Dr Garth Cambray, managing director of Makana Meadery in Grahamstown, is another brand ambassador in the Eastern Cape with a local approach and global vision.
Like the name suggests, his company makes wine from fermented honey, also known as mead, which is the oldest known fermented beverage on earth and was invented in Africa 20 000 years ago.
Founded in 2001 with only 15 employees, the meadery now produces up to 15 000 bottles of the drink a year, as well as stocks of mead vinegar, honey mead mustard, conventional honey and honey-based jams and marmalades.
Cambray has also established a similar facility in the US, which produces 66 000 bottles of award-winning mead a year that’s sold across 38 states.
But he’s making sure that the benefits of the innovation remain right where mead first came from.
Through several empowerment initiatives, Makana Meadery has trained over 400 unemployed people – some as far away as the Congo – to keep bees, without which mead would never exist, and sell their honey for profit.

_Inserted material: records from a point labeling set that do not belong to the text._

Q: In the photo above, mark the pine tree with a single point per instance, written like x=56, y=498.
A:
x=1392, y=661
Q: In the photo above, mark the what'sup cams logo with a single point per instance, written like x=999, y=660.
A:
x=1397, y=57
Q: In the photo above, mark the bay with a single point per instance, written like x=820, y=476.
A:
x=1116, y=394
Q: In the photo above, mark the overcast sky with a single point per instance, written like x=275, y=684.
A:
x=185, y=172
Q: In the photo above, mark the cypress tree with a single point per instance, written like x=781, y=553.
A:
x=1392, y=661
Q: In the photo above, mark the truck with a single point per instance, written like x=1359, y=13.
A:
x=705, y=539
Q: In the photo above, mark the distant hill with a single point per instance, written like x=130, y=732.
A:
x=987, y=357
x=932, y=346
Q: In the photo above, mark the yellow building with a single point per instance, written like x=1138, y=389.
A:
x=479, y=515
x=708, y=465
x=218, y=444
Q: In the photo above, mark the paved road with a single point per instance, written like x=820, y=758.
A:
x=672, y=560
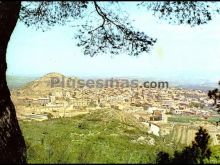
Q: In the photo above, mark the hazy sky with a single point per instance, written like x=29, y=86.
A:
x=180, y=51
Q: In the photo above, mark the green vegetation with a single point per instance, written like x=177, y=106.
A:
x=94, y=138
x=198, y=153
x=88, y=139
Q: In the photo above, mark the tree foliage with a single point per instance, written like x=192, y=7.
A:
x=197, y=153
x=183, y=12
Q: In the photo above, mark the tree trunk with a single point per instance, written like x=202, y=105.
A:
x=12, y=145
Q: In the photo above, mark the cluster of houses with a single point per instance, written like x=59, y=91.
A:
x=155, y=102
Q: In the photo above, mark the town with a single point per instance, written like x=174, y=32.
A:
x=154, y=107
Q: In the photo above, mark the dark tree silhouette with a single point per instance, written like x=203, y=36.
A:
x=197, y=153
x=111, y=32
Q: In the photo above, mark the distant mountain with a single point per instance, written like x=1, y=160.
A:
x=15, y=82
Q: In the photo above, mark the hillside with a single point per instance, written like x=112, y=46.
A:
x=103, y=137
x=100, y=137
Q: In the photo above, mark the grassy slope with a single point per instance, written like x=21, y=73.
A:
x=100, y=137
x=88, y=139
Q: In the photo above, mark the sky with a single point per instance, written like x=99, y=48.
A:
x=181, y=52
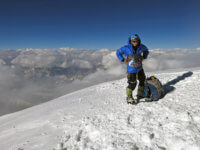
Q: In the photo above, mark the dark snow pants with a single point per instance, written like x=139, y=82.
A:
x=133, y=77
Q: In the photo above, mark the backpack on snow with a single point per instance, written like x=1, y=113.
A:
x=153, y=88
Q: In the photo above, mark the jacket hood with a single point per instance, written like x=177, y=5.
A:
x=133, y=36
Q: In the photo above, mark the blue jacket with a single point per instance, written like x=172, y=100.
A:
x=127, y=50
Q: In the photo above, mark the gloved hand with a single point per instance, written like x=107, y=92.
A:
x=125, y=60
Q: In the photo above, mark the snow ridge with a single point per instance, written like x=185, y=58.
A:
x=98, y=118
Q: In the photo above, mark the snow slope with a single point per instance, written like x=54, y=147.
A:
x=98, y=118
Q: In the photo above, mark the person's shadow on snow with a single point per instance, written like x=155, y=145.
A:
x=168, y=86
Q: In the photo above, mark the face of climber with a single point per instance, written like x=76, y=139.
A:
x=135, y=42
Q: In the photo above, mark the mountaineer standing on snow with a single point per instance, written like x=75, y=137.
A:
x=133, y=54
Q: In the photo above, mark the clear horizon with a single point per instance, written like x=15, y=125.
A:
x=99, y=24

The meadery has also helped develop the local economy of Grahamstown by ensuring that previously disadvantaged residents have a 50% stake in the venture.
“In terms of the global growth of the mead industry, we’re seeing that more and more brands are available – so with that, there is an increased availability of the mead product. This is growing our local brand too. We just have to help other people make mead – like we do in the US – and they grow our brand for us. It’s a very non-aggressive marketing style, but it works. It’s all about ubuntu.”
Gold was the first resource in South Africa which made the country globally competitive – the next will be the “gold in our biodiversity”, Cambray said, “and the things that symbolise this are our bees and the beverage they help produce.”